I don't do any work with the output, I'm just the MLOps guy (ahem, DevOps).

You mention expense but on a purely financial basis I find any of these hosted solutions really hard to justify against GPT 3.5 turbo prices, including building your own rig. $5k + electricity is loads of 3.5 Turbo tokens.

Of course none of the data scientists or researchers I work with want to use that though - it's not their job to host these things or worry about the costs.

hehdhdjehehegwv · 2024-06-15T05:16:00 1718428560

So my main motivation is not so much to have the lowest cost, but to have the most predictable cost.

Knowing up front this is my fixed ML budget gives me peace of mind and gives me room to try stupid ideas without worrying about it.

Whereas doing it in the cloud you can a) get slammed with some crazy bill by accident, b) have to think more about what resources testing an idea will take, or conversely c) getting GPU FOMO and thinking “if just upgrade a level all my problems will be solved”.

It works for me, everybody mileage varies but personally I like to budget; spend; and then totally focus on my goals and not my cloud spend.

I’m also from the pre-cloud era, so doing stuff on my own bare metal is second nature.

logicallee · 2024-06-14T19:53:27 1718394807

Super cool, thanks for sharing. Do you mind sharing what you used the hundreds of millions (or billions) of tokens on?

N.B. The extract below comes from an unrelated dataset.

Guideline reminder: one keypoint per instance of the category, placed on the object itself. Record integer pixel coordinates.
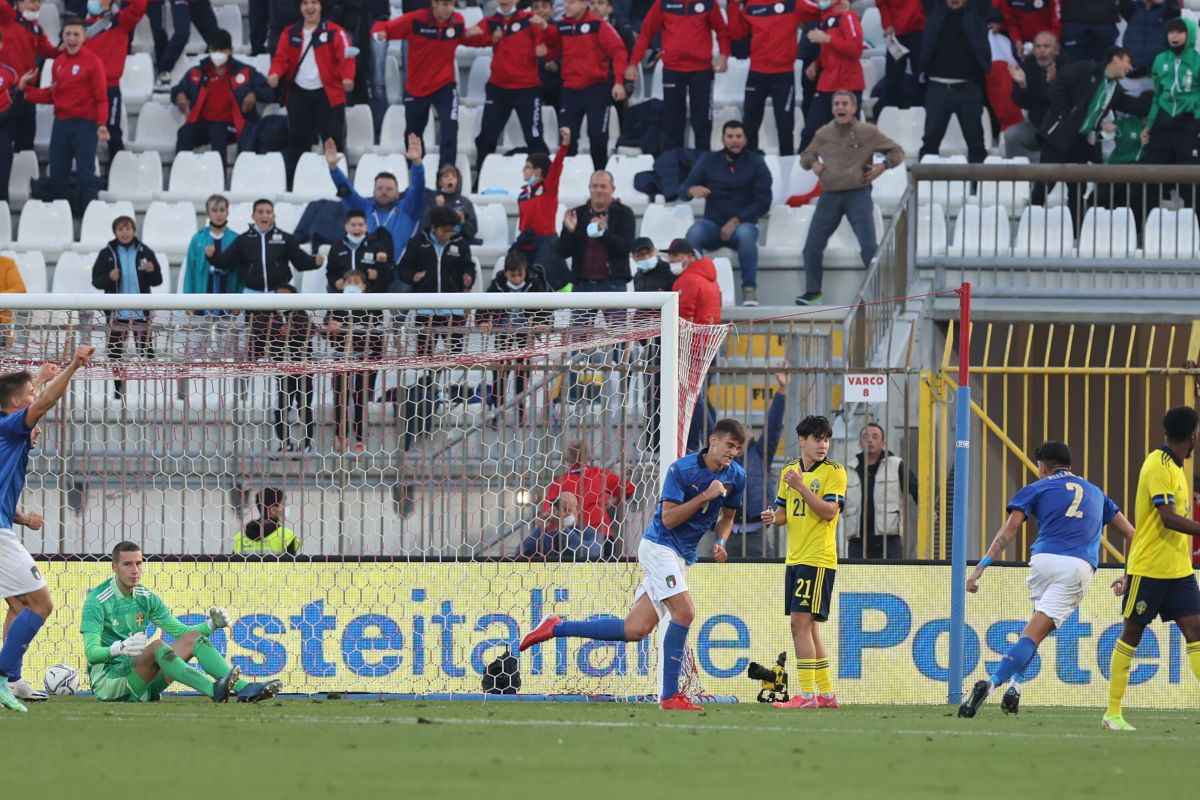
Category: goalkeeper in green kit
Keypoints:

hehdhdjehehegwv · 2024-06-15T05:04:42 1718427882

Doing really nuanced classification of documents at very large scale. Needle in the haystack type problems.

elorant · 2024-06-14T20:29:08 1718396948

Is this at 4-bit quantization? And how many tokens per second is the output?

hehdhdjehehegwv · 2024-06-15T05:07:06 1718428026

I’m doing non-interactive tasks, but in terms of the A6000 running llama3 70b in chat mode it’s as usable as any of the commercial offerings in terms of speed. I read quickly and it’s faster than I read.

brcmthrowaway · 2024-06-14T19:52:40 1718394760

Hows your ROI?

hehdhdjehehegwv · 2024-06-14T20:09:23 1718395763

Absolutely phenomenal.

brcmthrowaway · 2024-06-15T00:33:37 1718411617

Are you using it for trading?

hehdhdjehehegwv · 2024-06-15T05:00:28 1718427628

Nope, powers some low-level infrastructure-ish stuff.

hehdhdjehehegwv · 2024-06-14T19:04:12 1718391852

This is why you need proactive privacy evaluations before you ship.

The standard of the past 25 years of “let’s violate every privacy law and know it won’t catch up with us” is over.

You either ship privacy complaint product, which means painful and slow review and adjustment which is an obvious financial cost…OR you go to market out of compliance, get slammed by the press and regulators, and the entire project eats shit.

What seems like short-term cost saving is really just torching the entire investment.

The underlying reason Boeing planes fall out of the sky and these privacy hostile products fail is the same: speed and greed.

hehdhdjehehegwv · 2024-06-14T06:50:37 1718347837

I read that article earlier, but it didn’t mention Boeing so I wasn’t questioning it.

But where Boeing goes, bad things follow.